Now, after knitting them, I think I would like to make another set for my heritage chest... the heritage chest is a personal project of my heart. My hope is to knit or create special items for my 'one day' grandchildren... thinking generations here!

~ blessings!

A Pondering Birthday :: Starting Again ~ After Forty

My birthday happened little over a week ago, and if I could share a word of how I have felt for some time now. The word would be... stuck. I feel like the last two years of my life has been a roller coaster of miles and mud. Not in the sense of regretting the choices we have made, or the lessons we have learned... but in the sense of asking myself what have I really accomplished? Or more like what will the things I have learned be used for?  

How can I serve my Creator with them?

Truth, in two years I have learned more homesteading skills - such as; milking cows, goats and making cold pressed soap.

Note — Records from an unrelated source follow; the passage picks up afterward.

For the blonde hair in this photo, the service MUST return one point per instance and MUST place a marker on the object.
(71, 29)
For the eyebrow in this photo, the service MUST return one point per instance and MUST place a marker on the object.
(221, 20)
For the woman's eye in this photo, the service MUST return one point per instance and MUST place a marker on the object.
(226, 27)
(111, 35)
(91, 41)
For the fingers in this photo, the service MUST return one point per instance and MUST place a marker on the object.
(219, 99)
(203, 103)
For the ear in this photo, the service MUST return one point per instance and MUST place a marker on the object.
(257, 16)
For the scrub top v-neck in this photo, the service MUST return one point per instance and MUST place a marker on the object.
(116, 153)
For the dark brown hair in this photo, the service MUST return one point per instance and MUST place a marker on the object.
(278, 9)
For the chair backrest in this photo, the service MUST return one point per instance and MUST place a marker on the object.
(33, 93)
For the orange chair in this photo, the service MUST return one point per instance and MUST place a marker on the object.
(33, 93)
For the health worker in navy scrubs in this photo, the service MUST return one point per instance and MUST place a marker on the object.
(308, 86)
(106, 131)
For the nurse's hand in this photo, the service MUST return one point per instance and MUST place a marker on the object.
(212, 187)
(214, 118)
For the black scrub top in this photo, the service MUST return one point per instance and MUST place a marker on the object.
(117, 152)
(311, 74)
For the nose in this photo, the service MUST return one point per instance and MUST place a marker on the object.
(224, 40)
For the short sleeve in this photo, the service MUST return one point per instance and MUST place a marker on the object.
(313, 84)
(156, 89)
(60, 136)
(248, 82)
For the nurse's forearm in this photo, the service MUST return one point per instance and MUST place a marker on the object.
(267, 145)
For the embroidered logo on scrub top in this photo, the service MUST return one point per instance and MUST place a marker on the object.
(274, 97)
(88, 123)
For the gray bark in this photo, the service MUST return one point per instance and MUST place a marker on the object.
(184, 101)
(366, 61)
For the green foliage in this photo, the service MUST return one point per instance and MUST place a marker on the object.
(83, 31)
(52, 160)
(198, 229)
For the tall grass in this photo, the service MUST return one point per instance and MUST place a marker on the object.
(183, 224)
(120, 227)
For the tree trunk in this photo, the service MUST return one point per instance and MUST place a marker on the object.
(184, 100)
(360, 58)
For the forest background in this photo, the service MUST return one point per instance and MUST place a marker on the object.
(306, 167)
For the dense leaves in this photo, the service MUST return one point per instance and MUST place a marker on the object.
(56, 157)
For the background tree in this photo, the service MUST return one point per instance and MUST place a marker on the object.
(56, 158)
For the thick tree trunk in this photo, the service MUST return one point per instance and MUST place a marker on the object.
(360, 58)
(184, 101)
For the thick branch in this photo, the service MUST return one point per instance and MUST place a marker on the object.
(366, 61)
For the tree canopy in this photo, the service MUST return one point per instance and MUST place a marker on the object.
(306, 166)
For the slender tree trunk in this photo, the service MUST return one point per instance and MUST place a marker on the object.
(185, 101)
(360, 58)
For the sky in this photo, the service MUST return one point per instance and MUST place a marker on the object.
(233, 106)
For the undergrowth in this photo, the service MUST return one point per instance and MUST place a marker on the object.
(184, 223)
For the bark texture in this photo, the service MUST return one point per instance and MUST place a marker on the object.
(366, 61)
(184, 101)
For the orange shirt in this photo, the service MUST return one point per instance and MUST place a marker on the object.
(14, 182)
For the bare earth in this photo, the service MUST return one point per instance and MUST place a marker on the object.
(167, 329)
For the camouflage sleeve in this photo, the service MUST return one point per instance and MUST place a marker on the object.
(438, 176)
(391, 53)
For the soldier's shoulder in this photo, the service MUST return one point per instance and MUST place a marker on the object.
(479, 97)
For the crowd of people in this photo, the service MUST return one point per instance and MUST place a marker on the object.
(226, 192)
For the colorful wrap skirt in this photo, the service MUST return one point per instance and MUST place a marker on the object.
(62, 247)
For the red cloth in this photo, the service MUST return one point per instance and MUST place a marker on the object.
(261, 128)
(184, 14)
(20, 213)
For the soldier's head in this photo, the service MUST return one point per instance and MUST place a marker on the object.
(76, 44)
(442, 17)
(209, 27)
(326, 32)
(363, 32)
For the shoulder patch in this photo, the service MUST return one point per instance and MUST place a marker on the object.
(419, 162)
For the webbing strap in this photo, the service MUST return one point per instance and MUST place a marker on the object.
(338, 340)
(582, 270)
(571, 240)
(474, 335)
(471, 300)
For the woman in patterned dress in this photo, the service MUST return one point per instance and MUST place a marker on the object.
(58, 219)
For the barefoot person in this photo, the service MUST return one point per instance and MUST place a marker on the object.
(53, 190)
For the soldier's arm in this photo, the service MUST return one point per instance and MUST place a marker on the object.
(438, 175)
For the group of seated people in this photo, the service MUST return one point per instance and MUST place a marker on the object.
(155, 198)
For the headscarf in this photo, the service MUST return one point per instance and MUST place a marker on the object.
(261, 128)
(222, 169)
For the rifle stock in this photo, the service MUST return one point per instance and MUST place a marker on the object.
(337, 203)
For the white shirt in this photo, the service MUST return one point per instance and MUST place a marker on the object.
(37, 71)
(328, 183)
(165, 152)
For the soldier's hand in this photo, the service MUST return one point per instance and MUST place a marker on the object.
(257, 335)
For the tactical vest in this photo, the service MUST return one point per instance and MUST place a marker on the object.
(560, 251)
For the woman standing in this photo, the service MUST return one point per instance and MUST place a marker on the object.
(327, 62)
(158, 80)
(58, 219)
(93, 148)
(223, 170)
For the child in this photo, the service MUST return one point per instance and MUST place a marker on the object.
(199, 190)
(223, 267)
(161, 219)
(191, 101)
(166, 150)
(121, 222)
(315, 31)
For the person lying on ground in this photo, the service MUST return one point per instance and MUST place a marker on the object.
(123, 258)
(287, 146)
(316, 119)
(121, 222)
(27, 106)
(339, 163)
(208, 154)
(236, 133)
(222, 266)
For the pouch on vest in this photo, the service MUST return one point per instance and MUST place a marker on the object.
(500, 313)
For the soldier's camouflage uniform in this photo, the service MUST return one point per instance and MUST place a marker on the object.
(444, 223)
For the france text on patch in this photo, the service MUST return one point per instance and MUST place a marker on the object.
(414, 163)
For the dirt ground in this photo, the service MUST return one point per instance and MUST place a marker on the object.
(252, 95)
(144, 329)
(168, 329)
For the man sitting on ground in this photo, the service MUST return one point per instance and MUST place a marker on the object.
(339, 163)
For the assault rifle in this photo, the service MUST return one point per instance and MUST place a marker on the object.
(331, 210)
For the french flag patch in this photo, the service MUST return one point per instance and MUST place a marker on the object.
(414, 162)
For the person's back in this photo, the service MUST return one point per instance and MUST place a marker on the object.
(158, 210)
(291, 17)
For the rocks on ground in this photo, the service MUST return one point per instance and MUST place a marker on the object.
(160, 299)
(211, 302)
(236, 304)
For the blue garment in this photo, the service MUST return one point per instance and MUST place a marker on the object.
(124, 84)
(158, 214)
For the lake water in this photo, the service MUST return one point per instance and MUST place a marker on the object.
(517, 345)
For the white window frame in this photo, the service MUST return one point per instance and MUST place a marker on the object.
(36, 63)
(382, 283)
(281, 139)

Added to my canning skills, finished a portion of my herbal education and was up close and personal with an outdoor kitchen and composting toilet... even through a southern winter – it's cold. I have increased in my knitting abilities and have semi been in a relationship with a variety of garden climates... and soils.

These past two years, we know what it's like to have everything we own never fill a hundred square feet. My husband spent time in Israel, we met some really interesting and wonderful people... and have journeyed over two thousand miles. Ticks no longer make me wince, snakes however still cause me to flinch and I have continued to gather little items here and there that require no electricity. 

And I do praise my Father in Heaven for it, but I can't help but ponder.

Asking "why then do I feel stuck?" Why do I feel like we are in a place to begin again, about to be granted a do-over... or another go around. Why do I feel like this was all practice for something bigger, or does feeling this way happen to everyone who has crested forty a few years back and facing the reality of an empty nest?

By the Grace of God, I still have a good thirty to forty years on me... if I am blessed with similar longevity like grandma, then I have a good fifty years. Either way - a lot can happen in thirty or forty years.

 I realize that you never know what a day may bring... so what am I to do with it? I am not one to be idle and thrive... never have been. But I do know I am getting tired of moving, of my small collection of home making supplies being packed in a box... of putting forth a plan and then having it change. Of building relationships and then having them stretched or be dissolved.

Truly, I desire simplicity with a purpose. A direction, clearly defined. Space to breathe and room to think. A bed of my own, a garden that is closer than seven miles... a heart that would beat strong. The ability to focus on and invest in the remaining year/s that I have with my daughter at home. I desire deep rooted relationships, to cultivate time with my husband and the opportunity to sow good seed.

~ A place to be planted, so we can bloom!